Interfaces ICsvFormatter<T> and ICsvFormatterProvider are provided to customize field serialization/deserialization.

Use ICsvFormatter<T> for type serialization/deserialization. Here is an example of implementing a formatter for a struct wrapping an int.

public struct Foo
{
    public int Value;

    public Foo(int value)
    {
        this.Value = value;
    }
}

public sealed class FooFormatter : ICsvFormatter<Foo>
{
    public Foo Deserialize(ref CsvReader reader)
    {
        var value = reader.ReadInt32();
        return new Foo(value);
    }

    public void Serialize(ref CsvWriter writer, Foo value)
    {
        writer.WriteInt32(value.Value);
    }
}

Next, implement a formatter provider to retrieve the formatter.
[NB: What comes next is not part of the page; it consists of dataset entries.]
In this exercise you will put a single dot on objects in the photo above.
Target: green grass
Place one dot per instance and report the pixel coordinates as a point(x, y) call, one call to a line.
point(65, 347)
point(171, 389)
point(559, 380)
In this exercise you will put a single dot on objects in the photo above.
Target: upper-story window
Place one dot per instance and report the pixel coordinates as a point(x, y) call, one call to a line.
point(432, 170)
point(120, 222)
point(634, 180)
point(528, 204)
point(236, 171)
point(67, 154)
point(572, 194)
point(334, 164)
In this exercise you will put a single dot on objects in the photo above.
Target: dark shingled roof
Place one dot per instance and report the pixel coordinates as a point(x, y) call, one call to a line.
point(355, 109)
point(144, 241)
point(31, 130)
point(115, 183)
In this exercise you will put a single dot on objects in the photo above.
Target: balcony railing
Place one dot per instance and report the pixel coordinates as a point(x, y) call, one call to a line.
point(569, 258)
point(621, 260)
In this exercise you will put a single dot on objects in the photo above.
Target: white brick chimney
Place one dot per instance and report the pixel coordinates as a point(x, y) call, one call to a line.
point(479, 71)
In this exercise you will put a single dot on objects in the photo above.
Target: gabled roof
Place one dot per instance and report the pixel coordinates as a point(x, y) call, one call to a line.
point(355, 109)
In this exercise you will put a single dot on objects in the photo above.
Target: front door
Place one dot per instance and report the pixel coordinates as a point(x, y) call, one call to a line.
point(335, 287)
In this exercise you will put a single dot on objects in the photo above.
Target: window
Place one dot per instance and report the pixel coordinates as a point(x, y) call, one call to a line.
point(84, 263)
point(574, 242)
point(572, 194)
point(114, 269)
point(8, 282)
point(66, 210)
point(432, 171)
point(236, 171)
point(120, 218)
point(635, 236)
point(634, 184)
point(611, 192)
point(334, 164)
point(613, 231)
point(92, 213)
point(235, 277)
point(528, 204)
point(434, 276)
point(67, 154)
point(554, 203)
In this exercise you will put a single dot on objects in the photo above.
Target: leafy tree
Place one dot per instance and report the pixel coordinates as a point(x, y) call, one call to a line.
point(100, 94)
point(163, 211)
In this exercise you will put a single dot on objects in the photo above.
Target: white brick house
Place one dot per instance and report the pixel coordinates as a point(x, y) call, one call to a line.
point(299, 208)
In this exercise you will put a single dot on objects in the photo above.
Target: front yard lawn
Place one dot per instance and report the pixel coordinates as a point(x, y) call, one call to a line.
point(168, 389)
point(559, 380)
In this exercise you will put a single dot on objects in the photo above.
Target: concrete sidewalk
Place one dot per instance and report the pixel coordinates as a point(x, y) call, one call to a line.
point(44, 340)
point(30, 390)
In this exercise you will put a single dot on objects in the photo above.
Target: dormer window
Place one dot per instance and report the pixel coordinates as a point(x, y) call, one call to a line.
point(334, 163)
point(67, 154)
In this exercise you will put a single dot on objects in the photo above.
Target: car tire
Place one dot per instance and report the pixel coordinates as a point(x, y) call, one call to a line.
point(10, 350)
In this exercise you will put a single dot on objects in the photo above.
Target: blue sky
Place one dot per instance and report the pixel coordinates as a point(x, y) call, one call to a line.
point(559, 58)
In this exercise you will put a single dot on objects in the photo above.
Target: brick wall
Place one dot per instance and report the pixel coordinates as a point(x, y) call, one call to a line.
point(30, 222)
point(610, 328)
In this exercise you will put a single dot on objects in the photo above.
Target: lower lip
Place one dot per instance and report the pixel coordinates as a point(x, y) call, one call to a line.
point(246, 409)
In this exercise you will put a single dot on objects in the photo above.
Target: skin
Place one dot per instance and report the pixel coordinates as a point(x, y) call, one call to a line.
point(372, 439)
public class CustomFormatterProvider : ICsvFormatterProvider
{
    public static readonly ICsvFormatterProvider Instance = new CustomFormatterProvider();

    CustomFormatterProvider()
    {
    }

    static CustomFormatterProvider()
    {
        FormatterCache<Foo>.Formatter = new FooFormatter();
    }

    public ICsvFormatter<T>? GetFormatter<T>()
    {
        return FormatterCache<T>.Formatter;
    }

    static class FormatterCache<T>
    {
        public static readonly ICsvFormatter<T> Formatter;
    }
}

You can set the created formatter provider in CsvOptions. The above CustomFormatterProvider only supports the Foo struct, so combine it with the standard formatter provider StandardFormatterProvider.

var array = new Foo[10];

// Create a composite formatter provider combining multiple formatter providers
var provider = CompositeFormatterProvider.Create(
    CustomFormatterProvider.Instance,
    StandardFormatterProvider.Instance
);

CsvSerializer.Serialize(array, new CsvOptions()
{
    FormatterProvider = provider
});

License

This library is released under the MIT license.